Abbildung 8: Besamungsbulle Pedro 0802523, Geburtsjahr 1983, aus der Verpaarung HF x SMR-Kuh aus der Herde in Bernburg-Strenzfeld
Quelle:
W. Brade, 1988

Zwischenzeitlich kann das erreichte, außerordentlich hohe Produktionsniveau in den NBL – unter den veränderten wirtschaftlichen Rahmenbedingungen (= Wegfall der zentralistischen Plan- und Mangelwirtschaft und Sicherung eines hohen Kuhkomforts) – anhand der Ergebnisse aus der Milchleistungsprüfung (MLP) gut belegt werden (3).

9. Milchleistungsprüfung – Grundlage der Zuchtarbeit

9.1 Kurzer Abriss zur Geschichte der Milchleistungsprüfung

Probemelkungen ausgewählter Einzeltiere, die wiederholt Ende des 19. Jahrunderts organisiert wurden, belegten eine bemerkenswert hohe Leistungsveranlagung einzelner Schwarzbuntkühe bereits in jener Zeit unter kontrollierten Fütterungs-/Haltungs-bedingungen (4, 56). So veranlasste das Königlich-Preussische Ministerium für Landwirtschaft auch eine Prüfung ostfriesischer Milchkühe. DR. VIETH publizierte die Ergebnisse im Jahre 1897 (56).

Die systematische Einführung der Milchleistungsprüfung war eine der wichtigsten Entwicklungsschritte zur modernen Tierzucht. Im Jahre 1895 bildete man den ersten Kontrollverein in Dänemark. Bereits in 1897 folgte der Kontrollverein Alsen in Nordschleswig. In Süddeutschland hatte die Allgäuer Herdbuchgesellschaft in 1893 die Milchleistungsprüfung (MLP) in ihrer Satzung verankert (35).

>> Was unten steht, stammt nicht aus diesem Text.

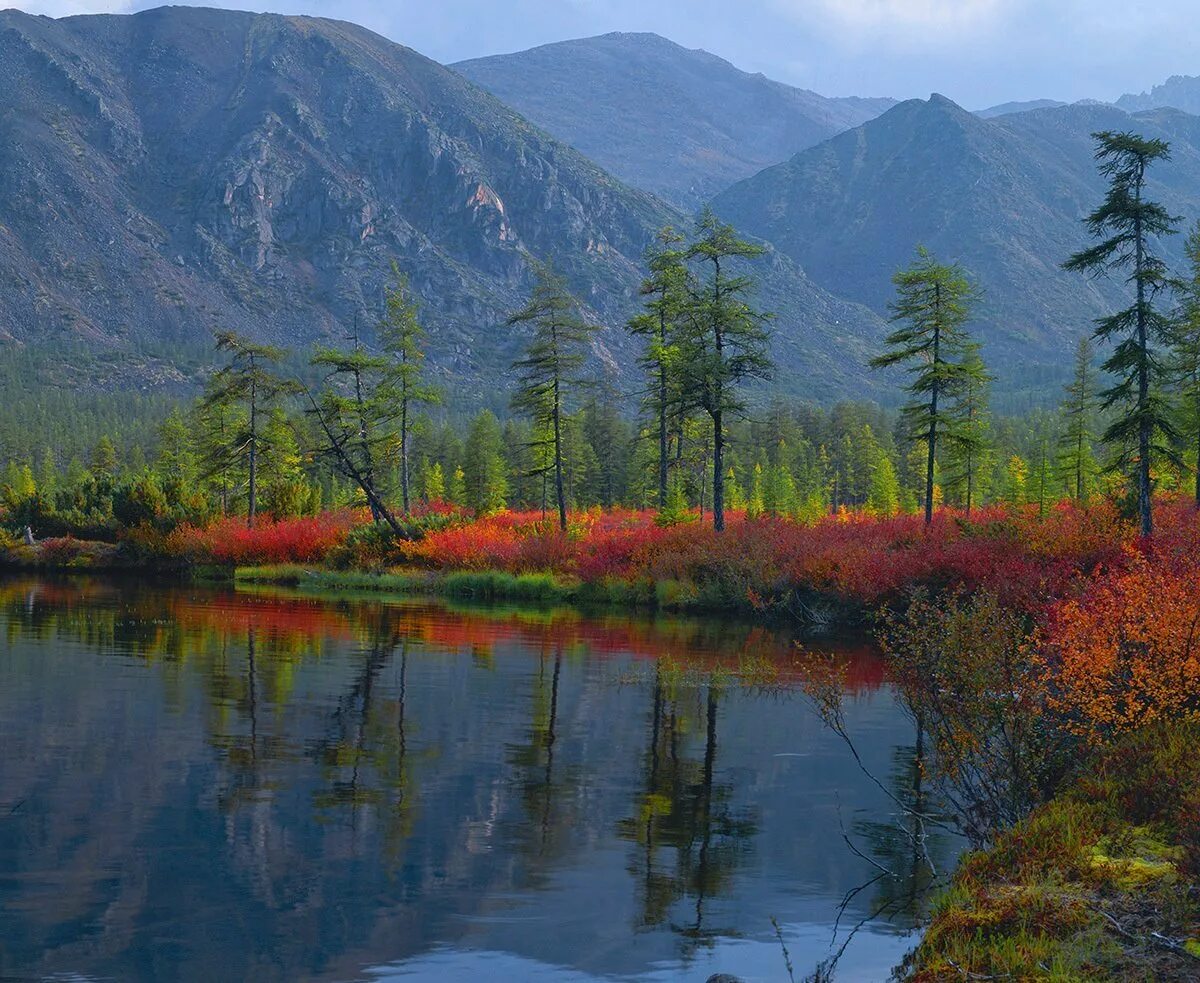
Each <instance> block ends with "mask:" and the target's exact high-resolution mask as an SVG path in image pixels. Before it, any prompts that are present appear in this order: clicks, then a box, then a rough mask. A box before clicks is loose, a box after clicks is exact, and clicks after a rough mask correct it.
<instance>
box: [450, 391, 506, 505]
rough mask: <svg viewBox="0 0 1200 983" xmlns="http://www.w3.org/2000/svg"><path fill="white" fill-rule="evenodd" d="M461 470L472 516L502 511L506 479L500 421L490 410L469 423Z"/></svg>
mask: <svg viewBox="0 0 1200 983" xmlns="http://www.w3.org/2000/svg"><path fill="white" fill-rule="evenodd" d="M462 472H463V487H464V491H466V496H467V508H468V509H472V510H473V511H474V513H475V515H491V514H493V513H498V511H503V510H504V507H505V505H506V504H508V502H506V498H508V493H509V481H508V478H506V476H505V463H504V443H503V431H502V430H500V421H499V420H497V419H496V414H494V413H492V410H490V409H485V410H484V412H482V413H480V414H478V415H476V416H475V419H474V420H472V422H470V430H469V431H468V433H467V448H466V455H464V457H463V468H462Z"/></svg>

Seit Beginn der MLP übten Rekorde einen faszinierenden Reiz auf viele Milcherzeuger aus (22). Besonders bekannt wurden die Versuche von PROF. HANSEN in Bonn und in Berlin-Koppehof, wo bereits Einzelleistungen über 10.000 Kilogramm (kg) Milch erreicht wurden (Tabelle 19). Die höchsten Tagesleistungen betrugen bereits damals über 50 Liter (22, 56). Die in das deutsche Rinderleistungsbuch eingetragenen Kühe erzielten von 1929/31 Durchschnittsleistungen von über 9.000 kg (22).

Auch die nach dem 2. Weltkrieg in Mariensee/Trenthorst durchgeführten Versuche fanden starke Beachtung, zumal PROF. WITT bestätigen konnte, dass der Futteraufwand pro Kilogramm Milch nicht wesentlich ansteigt, solange sich die Leistungszunahme innerhalb der genetisch gegebenen Reaktionsnorm bewegte (22).

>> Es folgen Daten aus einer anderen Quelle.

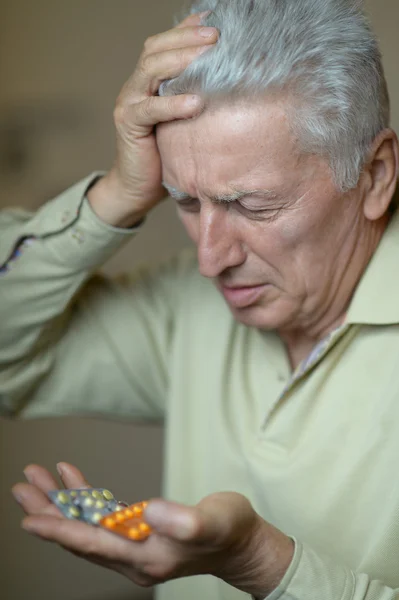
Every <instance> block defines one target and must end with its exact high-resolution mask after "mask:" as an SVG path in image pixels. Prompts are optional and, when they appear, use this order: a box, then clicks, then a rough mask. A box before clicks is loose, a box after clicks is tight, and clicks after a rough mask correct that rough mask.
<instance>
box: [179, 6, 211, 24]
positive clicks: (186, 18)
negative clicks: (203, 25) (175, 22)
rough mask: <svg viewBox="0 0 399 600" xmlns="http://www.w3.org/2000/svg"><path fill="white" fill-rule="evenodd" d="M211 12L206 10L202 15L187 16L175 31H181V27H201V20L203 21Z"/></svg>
mask: <svg viewBox="0 0 399 600" xmlns="http://www.w3.org/2000/svg"><path fill="white" fill-rule="evenodd" d="M210 12H211V11H209V10H207V11H205V12H202V13H194V14H193V15H189V16H188V17H186V18H185V19H183V21H181V23H179V24H178V25H177V26H176V27H177V29H181V28H182V27H190V25H191V26H195V25H197V26H198V25H201V22H202V19H204V18H205V17H206V16H207V15H208V14H209V13H210Z"/></svg>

Tabelle 19: Versuche mit Höchstleistungen
JahrOrtGewichtmittlere Leistungen
Milch in KilogrammFett in ProzentFett in Kilogramm
1902/03Bonn591 kg6.6743,09206
1925/26Koppehof653 kg9.1353,68337
1929/31DRLB- 9.0023,85346
1952/53Trenthorst643 kg 7.3744,38323

Quelle: (22)

9.2 Internationaler Leistungsvergleich

Die Holsteinrasse ist weltweit die bedeutendste Milchrinderrasse. Ihre züchterische Weiterentwicklung basiert auf der enormen genetisch bedingten Variabilität innerhalb der verschiedenen Subpopulationen, die in unterschiedlicher Weise genutzt werden kann. Mittlerweile gehören der World Holstein Friesian Federation (WHFF) mehr als 40 Länder an. Detaillierte Informationen über die Zahl der Herdbuchmitglieder, die Anzahl der Holstein-Kühe in der Milchkontrolle und die Durchschnittsleistungen der Mitgliedsländer findet man auf der zugehörigen WHFF-Webseite www.WHFF.info (Tabelle 20).

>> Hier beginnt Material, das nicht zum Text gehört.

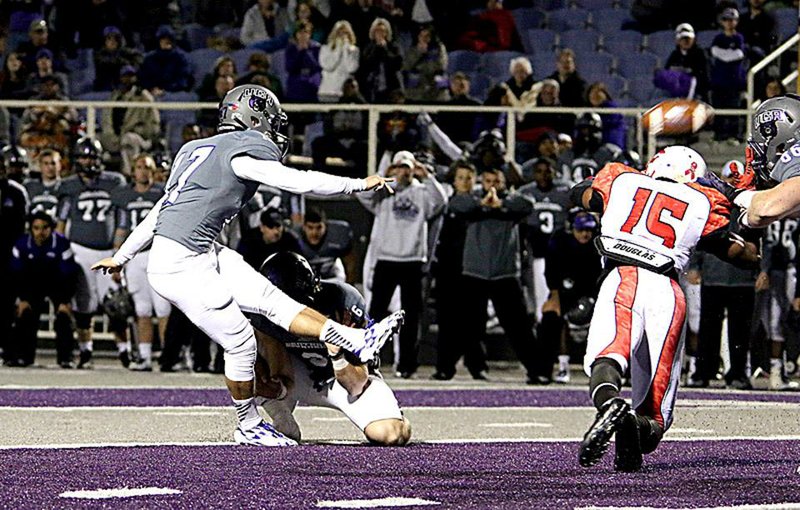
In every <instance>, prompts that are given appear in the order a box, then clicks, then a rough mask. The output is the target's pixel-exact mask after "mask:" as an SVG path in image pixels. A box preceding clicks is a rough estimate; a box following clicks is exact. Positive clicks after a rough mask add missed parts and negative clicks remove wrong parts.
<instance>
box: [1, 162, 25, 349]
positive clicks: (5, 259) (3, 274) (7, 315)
mask: <svg viewBox="0 0 800 510" xmlns="http://www.w3.org/2000/svg"><path fill="white" fill-rule="evenodd" d="M0 196H2V197H3V199H2V201H0V268H2V272H0V275H8V268H9V267H10V264H11V253H12V251H11V250H12V248H13V247H14V243H16V242H17V240H18V239H19V238H20V237H21V236H22V234H24V233H25V219H26V215H27V212H28V197H27V194H26V193H25V188H23V187H22V185H20V184H17V183H16V182H14V181H11V180H9V179H8V178H7V177H6V170H5V165H3V166H0ZM17 290H18V289H16V288H15V286H14V285H13V284H12V282H9V281H8V278H4V283H3V285H0V348H2V349H3V360H4V361H5V362H6V363H7V362H9V361H11V360H13V358H14V356H13V354H12V352H11V350H10V349H9V346H10V340H11V326H12V323H13V321H14V301H15V299H16V297H17Z"/></svg>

Eine hohe Milchleistung ist jedoch nicht das einzige Selektionsmerkmal. Moderne Zuchtansätze setzen eine ausgewogene Herangehensweise zwischen Leistung und Funktionalität der Milchkühe voraus (Abbildung 9). Dies erfordert, die Schwächen der Rasse hinreichend zu erkennen und zu bearbeiten. Die weitere Verbesserung der Robustheit, der Eutergesundheit, der Fruchtbarkeit und der Fundamente wird künftig sogar noch an Bedeutung gewinnen. Der Erhalt der genetischen Vielfalt ist jedoch eine wichtige Voraussetzung zur spezifischen Weiterentwicklung der Holstein-Rasse.

größere Darstellung

Tabelle 20: Nationale Holsteinherdbücher mit ihren Leistungen
Quelle: www.WHFF.info

10. Aktuelles Zuchtziel

Die Holsteinrasse ist in der Milchleistungsveranlagung, aber auch in der Euterqualität – im Vergleich zu anderen Rassen – unangefochten führend. In den Fitnessmerkmalen, insbesondere was die Fruchtbarkeit angeht, ist ihr Ruf dagegen weniger gut. Zusätzlich nehmen die Abgangsraten bezüglich der Eutergesundheit kontinuierlich zu. Weitere gezielte züchterische Arbeit – nun unter gleichzeitiger Berücksichtigung der Milchleistung, Funktionalität und Tiergesundheit – sind aktuell angezeigt (Abbildung 9).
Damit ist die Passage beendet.